Obviamente sus palabras fueron como una bofetada. A monsieur Félix-Archimède Pouchet, director del museo de Ruan, Nicolas Joly y Charles Musset, naturalistas de la Facultad de Tolosa, no los convenció en absoluto la conclusión de Pasteur de que los seres microscópicos necesitaban tener progenitores para poder vivir; estaban seguros de que la generación espontanea era una realidad, y decidieron combatir a Pasteur en su propio terreno y con sus mismas armas.
Imitando a Pasteur, llenaron varios matraces con infusión de heno en vez de caldo de cultivo, les practicaron el vacío, y se dirigieron a los Pirineos. Hay que reconocer que eran hombres muy devotos de sus convicciones (aunque estas fueran erroneas), porque en su afán de demostrar que Pasteur se equivocaba, escalaron a alturas mayores que las de él, siendo azotados por furiosas ventiscas que traspasaban los espesos forros de sus abrigos; Joly por poco se deslizaba en una grieta de glaciar, solo se salvó de una muerte de mártir de la ciencia la presteza de un guía que alcanzó a sujetarlo por los faldones de su gabán (¿Alguna vez pensaste que la ciencia era aburrida?). Una vez que consideraron haber llegado a un punto adecuado, abrieron sus matraces para que entrara el aire en ellos, los sellaron e iniciaron el descenso.
Extenuados, llegaron a una taberna en la que improvisaron una estufa de cultivo y pocos días después, con gran euforia descubrieron que sus matraces se encontraban llenos de animalillos.
UN ASUNTO DE HONOR
Ahora sí, había empezado la lucha de verdad. Pasteur no se recató de criticar los experimentos de Pouchet, Joly y Musset; algunas de sus criticas, se sabe hoy que eran solo argucias (argumentos falsos, pero expuestos de un modo tan hábil que parecen verdaderos). En fin, Pouchet respondió con la acusación de que Pasteur solo “había presentado sus propios matraces como pruebas para asombrar el mundo”; ante tal acusación, Pasteur, enfurecido, exigió una reparación pública. Sí, estos hombres se tomaban la ciencia tan a pecho como su honor, y casi parecía que el asunto se iba a arreglar mejor con un duelo que con un experimento. Entonces, Pouchet, Joly y Musset desafiaron a Pasteur a realizar un experimento público en la Academia de Ciencias, en el cual, si uno solo de los matraces dejaba de criar microbios después de haberse expuesto al aire, ellos se retractarían y confesarían abiertamente haberse equivocado.
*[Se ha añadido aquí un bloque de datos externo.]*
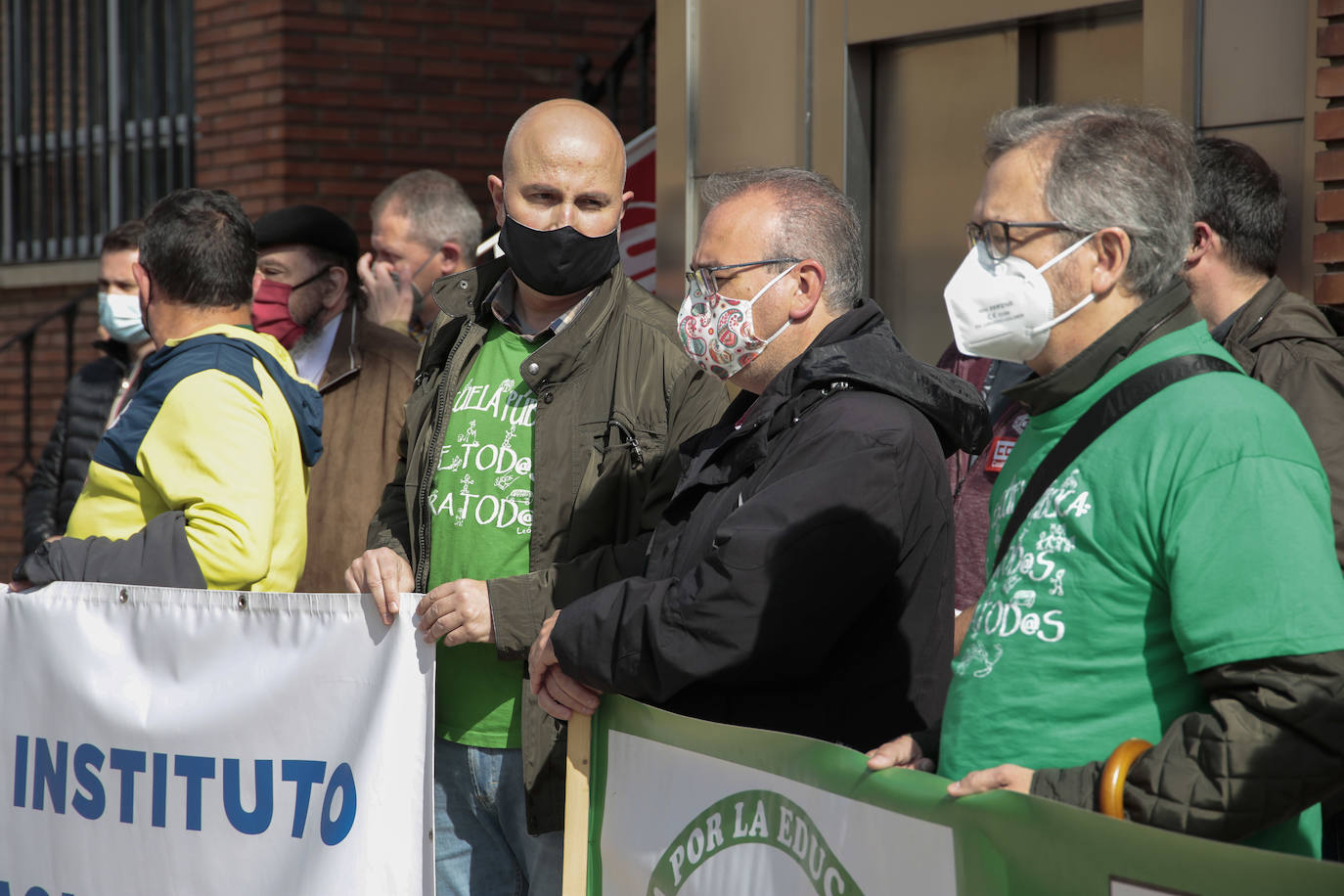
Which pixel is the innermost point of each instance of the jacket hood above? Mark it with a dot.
(230, 353)
(861, 348)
Como en cualquier otro duelo, llegó el día y la hora fijada, pero los adversarios de Pasteur se retractaron a última hora y no se presentaron. Pasteur desarrolló sus experimentos confiadamente ante la comisión nombrada; poco tiempo después, se informaba:
“Los hechos observados por el profesor Pasteur, y puestos en duda por los señores Pouchet, Joly y Musset, son perfectamente ciertos.”
La verdad es, que en esta ocasión, Pasteur corrió con “suerte” pues ambas partes tenían la razón.
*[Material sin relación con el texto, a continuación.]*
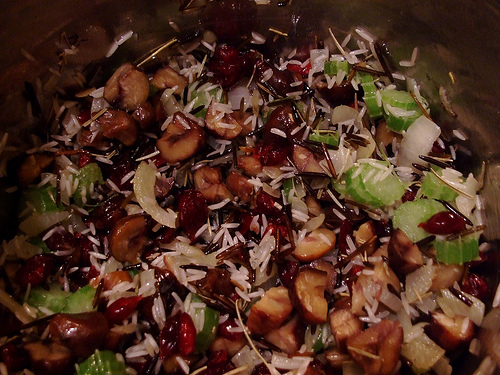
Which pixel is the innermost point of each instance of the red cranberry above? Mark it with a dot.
(476, 286)
(193, 212)
(36, 270)
(444, 222)
(121, 309)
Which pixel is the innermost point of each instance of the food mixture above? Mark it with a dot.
(238, 209)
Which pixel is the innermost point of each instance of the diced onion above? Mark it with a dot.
(144, 189)
(418, 140)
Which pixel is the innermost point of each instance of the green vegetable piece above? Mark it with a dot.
(210, 325)
(434, 188)
(400, 109)
(199, 95)
(457, 251)
(102, 363)
(333, 67)
(331, 139)
(41, 199)
(80, 301)
(87, 175)
(373, 183)
(53, 299)
(410, 214)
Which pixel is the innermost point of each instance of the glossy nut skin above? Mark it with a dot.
(82, 333)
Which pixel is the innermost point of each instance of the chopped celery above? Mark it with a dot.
(102, 362)
(333, 67)
(210, 323)
(409, 215)
(41, 199)
(87, 175)
(400, 109)
(434, 188)
(202, 97)
(53, 299)
(457, 251)
(331, 139)
(80, 301)
(372, 183)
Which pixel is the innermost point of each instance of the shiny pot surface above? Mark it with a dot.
(457, 40)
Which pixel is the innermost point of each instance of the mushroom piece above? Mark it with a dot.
(270, 312)
(127, 238)
(208, 181)
(377, 348)
(51, 358)
(119, 125)
(221, 123)
(83, 333)
(182, 139)
(167, 77)
(127, 88)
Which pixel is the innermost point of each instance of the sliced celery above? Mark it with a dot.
(102, 363)
(409, 215)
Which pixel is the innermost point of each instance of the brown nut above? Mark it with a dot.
(308, 295)
(270, 312)
(82, 333)
(119, 125)
(127, 88)
(182, 139)
(377, 348)
(127, 239)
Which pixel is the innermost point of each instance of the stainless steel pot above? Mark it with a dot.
(457, 40)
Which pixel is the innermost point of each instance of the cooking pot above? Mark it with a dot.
(458, 52)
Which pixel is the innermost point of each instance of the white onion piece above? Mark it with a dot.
(417, 140)
(234, 96)
(144, 189)
(38, 222)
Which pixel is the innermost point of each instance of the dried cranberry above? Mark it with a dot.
(84, 159)
(178, 336)
(121, 309)
(187, 335)
(14, 358)
(345, 230)
(476, 286)
(266, 204)
(226, 330)
(287, 271)
(445, 222)
(193, 212)
(36, 270)
(219, 363)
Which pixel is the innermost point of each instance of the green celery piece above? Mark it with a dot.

¿En serio? Entonces la generación espontanea ¿existe o no? Quizás te preguntes. Pues la respuesta es un rotundo ¡no!
¿Recuerdas que Pouchet y sus colegas habían utilizado infusión de heno? Bueno, resulta que años después, un brillante científico inglés apellidado Tyndall, descubrió que el heno contiene diminutas esporas de microbios que resisten durante horas enteras el calor del agua hirviendo; así que en realidad fue Tyndall y no Pasteur quien dio el carpetazo a la teoría de la generación espontanea, fue él, quien demostró que la razón estaba del lado de Pasteur.